Ridurre la scena incomoda, affermare che il dolo sia sempre di altri, di pochi. Come se l’eccezione non parlasse metaforicamente della norma. Anche la morte di un intellettuale come Alberto Asor Rosa appare scialbata dall’attuale oratoria dirigenziale: figura evidentemente scomoda per non essere dirottata dal presente. “Parole, parole, parole” la rubrica dell’epistemologo Paolo Fabbri, amico e collega di Umberto Eco, ospitata nell’Unità di vent’anni fa, intuiva il rischio: il parlar generico cela il terrore che qualcosa possa dividere, detesta il confronto non formale. Prevale l’idea di un cerchio di gesso che unisce attorno al nulla. Si scappa dalle antitesi rifugiandosi nel linguaggio conformistico. Invece la realtà preme e chiede implacabilmente alla politica.

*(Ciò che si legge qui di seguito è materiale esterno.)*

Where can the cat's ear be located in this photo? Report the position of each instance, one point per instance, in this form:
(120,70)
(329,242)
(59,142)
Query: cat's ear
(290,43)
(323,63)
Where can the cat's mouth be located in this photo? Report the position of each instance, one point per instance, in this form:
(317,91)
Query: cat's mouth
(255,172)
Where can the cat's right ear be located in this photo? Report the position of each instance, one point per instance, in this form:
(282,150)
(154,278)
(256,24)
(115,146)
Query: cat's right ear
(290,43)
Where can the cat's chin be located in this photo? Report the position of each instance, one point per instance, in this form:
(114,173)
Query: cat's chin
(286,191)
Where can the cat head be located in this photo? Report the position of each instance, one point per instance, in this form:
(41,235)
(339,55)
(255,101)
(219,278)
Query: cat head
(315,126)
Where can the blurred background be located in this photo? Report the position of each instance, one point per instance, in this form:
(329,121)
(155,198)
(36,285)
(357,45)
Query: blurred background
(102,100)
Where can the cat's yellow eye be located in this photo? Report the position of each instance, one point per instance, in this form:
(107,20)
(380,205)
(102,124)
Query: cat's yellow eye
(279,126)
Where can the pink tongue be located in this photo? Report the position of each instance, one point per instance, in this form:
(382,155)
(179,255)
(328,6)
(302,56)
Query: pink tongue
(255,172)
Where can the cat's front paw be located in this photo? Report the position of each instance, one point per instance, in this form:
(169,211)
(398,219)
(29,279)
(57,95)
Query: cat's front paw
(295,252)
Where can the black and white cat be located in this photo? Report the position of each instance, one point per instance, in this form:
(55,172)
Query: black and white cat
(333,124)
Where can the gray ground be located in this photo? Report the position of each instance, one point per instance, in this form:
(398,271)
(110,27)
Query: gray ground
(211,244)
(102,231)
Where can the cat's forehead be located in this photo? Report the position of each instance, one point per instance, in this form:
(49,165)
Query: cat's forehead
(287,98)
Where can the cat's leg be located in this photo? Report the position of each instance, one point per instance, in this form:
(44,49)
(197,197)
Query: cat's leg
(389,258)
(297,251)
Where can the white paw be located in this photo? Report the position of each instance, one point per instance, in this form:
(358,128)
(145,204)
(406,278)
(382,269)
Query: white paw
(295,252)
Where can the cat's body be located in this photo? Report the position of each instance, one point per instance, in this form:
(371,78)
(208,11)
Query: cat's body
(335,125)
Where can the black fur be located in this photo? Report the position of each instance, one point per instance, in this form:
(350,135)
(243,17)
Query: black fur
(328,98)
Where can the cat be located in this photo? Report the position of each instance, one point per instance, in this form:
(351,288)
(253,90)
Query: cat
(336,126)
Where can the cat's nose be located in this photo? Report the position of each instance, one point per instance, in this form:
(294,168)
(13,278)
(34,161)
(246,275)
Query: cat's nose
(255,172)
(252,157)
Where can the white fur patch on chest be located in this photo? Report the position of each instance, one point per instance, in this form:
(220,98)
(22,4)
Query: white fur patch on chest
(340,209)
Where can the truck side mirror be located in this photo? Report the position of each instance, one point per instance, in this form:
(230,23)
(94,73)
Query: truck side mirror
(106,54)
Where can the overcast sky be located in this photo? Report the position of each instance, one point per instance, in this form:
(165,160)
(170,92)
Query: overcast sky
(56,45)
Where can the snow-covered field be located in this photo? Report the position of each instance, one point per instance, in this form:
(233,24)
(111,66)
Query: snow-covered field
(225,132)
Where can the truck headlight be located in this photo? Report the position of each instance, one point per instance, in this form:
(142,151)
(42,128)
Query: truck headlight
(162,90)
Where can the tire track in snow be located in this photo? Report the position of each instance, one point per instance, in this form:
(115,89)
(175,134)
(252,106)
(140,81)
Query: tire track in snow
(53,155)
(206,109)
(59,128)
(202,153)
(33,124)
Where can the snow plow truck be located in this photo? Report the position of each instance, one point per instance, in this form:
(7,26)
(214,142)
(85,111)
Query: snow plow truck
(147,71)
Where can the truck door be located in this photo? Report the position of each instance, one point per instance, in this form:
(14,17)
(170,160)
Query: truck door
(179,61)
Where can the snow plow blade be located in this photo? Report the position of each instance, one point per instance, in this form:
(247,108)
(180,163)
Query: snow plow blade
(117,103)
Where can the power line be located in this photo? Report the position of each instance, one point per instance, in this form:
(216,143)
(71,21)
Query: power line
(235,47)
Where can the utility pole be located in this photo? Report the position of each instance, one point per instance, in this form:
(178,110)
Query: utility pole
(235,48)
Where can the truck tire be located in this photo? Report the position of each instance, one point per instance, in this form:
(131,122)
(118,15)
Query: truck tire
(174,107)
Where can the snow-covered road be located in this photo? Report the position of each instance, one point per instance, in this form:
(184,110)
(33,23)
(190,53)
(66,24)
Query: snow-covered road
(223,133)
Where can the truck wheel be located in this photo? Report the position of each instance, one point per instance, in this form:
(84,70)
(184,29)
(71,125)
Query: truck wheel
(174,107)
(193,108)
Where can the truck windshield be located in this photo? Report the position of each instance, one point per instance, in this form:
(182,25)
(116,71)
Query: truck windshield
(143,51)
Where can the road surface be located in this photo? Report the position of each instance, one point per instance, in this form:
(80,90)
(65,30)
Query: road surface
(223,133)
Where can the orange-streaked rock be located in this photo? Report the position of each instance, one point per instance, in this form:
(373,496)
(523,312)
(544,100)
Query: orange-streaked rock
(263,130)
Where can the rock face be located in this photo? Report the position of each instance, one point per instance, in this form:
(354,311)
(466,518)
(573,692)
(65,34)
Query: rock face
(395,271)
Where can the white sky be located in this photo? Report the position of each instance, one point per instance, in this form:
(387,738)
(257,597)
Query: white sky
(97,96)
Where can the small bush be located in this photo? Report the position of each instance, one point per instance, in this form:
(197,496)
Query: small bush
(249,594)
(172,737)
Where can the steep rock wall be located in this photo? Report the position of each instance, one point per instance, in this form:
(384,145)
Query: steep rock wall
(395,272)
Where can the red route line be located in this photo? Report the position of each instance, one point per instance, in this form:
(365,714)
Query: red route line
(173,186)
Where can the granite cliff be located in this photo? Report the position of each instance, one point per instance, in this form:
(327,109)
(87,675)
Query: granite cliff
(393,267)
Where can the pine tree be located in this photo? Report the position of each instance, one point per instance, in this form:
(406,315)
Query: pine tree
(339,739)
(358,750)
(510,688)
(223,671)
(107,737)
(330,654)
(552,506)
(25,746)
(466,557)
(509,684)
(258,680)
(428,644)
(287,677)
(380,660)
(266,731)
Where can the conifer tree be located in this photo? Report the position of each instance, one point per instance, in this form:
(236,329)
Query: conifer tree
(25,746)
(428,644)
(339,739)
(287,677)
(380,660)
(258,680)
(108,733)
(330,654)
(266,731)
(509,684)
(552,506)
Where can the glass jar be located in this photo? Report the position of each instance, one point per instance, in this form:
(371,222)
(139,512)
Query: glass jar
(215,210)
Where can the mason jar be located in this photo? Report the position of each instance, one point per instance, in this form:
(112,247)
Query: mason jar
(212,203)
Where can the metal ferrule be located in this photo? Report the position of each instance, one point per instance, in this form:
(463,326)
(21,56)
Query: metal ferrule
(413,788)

Che cosa pensa la futura dirigenza del Pd della sfida energetica: ha ragione Gavino Ledda a prospettare come un incubo il progetto di erigere centinaia di pale eoliche alte 300 metri tutt’attorno alla Sardegna? Come si tutelano il paesaggio e la bellezza? Come trasformare l’abominio per il terrore omicida degli ayatollah iraniani in pratica politica che non si limiti alle sacrosante proteste di piazza a fianco delle donne e dei giovani martiri della libertà? Che dicono i candidati degli affari che il nostro paese fa con l’Iran (quest’anno l’export è aumentato del 16%)? Come valutare il rapporto tra digitale e educazione? Vanno bene anche insegnanti avatar e adolescenti con visore? E il disagio di decine di migliaia di giovani e di genitori come si affronta? Basta il “bonus psicologo” o occorre una nuova rete di servizi competenti?